Statins For Healthy People – Tweaking the Numbers

I assume it is every pharmaceutical company’s dream to market a drug that people take for a lifetime to cut the risk of certain diseases or simply to delay the process of aging or prolong life. Indeed statins, drugs that are often used to lower blood cholesterol, have commonly been marketed as such wonder drugs. Although primarily used among people with cardiovascular disease (CVD), from a business perspective it would surely be much more interesting if their use became widespread as a preventive measure among the majority of healthy individuals.

Statins in healthy People - Tweaking the Numbers

Although scientific evidence supports the use of statin drugs for certain groups of individuals, advertisement and other marketing procedures appear to have facilitated their use among people who probably derive no benefit from their use. Unfortunately, the medical profession has played along in this process, not surprisingly because many doctors believe that these drugs have transformed cardiovascular medicine.
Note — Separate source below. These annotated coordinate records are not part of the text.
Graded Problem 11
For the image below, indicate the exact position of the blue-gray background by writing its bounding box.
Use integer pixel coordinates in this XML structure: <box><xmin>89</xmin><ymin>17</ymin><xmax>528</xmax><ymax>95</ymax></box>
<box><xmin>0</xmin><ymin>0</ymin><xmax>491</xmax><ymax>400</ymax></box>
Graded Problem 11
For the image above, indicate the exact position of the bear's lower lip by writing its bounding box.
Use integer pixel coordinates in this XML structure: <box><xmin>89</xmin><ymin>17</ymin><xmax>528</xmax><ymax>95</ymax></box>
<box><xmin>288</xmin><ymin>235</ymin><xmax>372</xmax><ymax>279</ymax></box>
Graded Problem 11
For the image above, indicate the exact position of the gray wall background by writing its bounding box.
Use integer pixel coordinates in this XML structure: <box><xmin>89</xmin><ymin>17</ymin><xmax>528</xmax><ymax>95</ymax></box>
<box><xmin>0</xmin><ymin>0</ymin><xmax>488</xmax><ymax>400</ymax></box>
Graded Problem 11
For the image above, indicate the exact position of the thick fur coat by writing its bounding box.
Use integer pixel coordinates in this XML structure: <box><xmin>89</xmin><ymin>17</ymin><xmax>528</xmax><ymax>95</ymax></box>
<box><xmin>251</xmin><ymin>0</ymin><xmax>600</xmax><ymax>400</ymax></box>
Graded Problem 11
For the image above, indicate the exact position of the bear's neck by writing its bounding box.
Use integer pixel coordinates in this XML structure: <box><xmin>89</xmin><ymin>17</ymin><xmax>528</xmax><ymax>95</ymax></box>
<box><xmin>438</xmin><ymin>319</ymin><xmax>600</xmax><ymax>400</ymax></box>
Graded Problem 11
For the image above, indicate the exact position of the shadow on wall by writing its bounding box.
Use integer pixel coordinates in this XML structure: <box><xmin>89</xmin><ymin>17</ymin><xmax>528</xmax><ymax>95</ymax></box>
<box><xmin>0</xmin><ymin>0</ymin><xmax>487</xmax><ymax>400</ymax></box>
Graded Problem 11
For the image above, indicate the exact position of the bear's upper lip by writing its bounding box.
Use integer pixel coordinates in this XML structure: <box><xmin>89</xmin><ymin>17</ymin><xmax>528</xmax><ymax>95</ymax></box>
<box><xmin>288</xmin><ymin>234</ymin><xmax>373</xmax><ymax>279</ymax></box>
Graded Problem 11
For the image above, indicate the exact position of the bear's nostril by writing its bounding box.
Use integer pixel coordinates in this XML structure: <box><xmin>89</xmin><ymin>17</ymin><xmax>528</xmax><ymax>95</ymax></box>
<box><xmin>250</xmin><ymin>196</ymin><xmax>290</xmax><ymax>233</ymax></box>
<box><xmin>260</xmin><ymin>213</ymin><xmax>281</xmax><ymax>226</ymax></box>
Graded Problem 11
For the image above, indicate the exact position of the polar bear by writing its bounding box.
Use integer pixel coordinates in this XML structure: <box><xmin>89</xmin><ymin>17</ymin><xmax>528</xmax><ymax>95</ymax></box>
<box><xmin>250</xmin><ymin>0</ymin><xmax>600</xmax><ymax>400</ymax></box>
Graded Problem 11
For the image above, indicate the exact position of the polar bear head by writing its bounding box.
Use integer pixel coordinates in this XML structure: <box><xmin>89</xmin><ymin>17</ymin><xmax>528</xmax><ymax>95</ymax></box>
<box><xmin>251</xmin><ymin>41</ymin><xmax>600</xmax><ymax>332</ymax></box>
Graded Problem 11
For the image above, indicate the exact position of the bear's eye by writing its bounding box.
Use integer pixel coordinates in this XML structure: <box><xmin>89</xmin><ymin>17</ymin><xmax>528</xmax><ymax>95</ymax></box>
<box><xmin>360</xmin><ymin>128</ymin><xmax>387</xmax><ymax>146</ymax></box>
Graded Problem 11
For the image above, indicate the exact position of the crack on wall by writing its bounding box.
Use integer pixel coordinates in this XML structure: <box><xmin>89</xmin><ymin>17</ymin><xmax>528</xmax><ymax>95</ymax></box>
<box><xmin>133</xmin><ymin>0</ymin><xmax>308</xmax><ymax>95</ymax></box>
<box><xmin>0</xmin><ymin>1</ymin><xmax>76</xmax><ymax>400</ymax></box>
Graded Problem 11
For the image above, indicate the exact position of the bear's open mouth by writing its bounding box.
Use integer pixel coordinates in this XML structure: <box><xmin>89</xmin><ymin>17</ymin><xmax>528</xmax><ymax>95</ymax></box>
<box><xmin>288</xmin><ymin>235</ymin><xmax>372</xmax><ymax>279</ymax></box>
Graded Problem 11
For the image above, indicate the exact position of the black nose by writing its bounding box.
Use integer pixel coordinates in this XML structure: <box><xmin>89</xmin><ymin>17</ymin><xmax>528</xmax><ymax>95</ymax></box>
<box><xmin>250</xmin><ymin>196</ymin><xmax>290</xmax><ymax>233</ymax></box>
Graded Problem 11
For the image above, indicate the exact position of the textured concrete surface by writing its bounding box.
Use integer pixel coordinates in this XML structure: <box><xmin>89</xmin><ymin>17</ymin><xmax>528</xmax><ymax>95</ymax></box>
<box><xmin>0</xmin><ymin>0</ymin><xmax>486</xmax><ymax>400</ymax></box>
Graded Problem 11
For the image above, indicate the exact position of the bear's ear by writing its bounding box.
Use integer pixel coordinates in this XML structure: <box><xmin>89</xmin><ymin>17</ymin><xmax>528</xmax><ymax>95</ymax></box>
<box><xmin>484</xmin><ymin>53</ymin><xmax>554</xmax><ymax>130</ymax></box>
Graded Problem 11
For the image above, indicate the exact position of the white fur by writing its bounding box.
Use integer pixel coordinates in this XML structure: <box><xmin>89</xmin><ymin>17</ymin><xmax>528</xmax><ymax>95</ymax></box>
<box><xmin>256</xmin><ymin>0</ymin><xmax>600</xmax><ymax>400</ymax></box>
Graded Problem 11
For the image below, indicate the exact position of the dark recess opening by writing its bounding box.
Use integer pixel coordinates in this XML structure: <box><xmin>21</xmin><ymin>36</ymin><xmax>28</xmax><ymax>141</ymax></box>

Generally, a physician will receive more critique from his/her colleagues for not treating a patient who may derive benefit from statin therapy than for treating a patient who will likely not benefit. In many countries around the world, about 25-30 percent of adults are taking statin drugs. Although many specialists believe there are a number of high-risk individuals who are not receiving therapy, many low-risk individuals who derive very little benefit are also being treated.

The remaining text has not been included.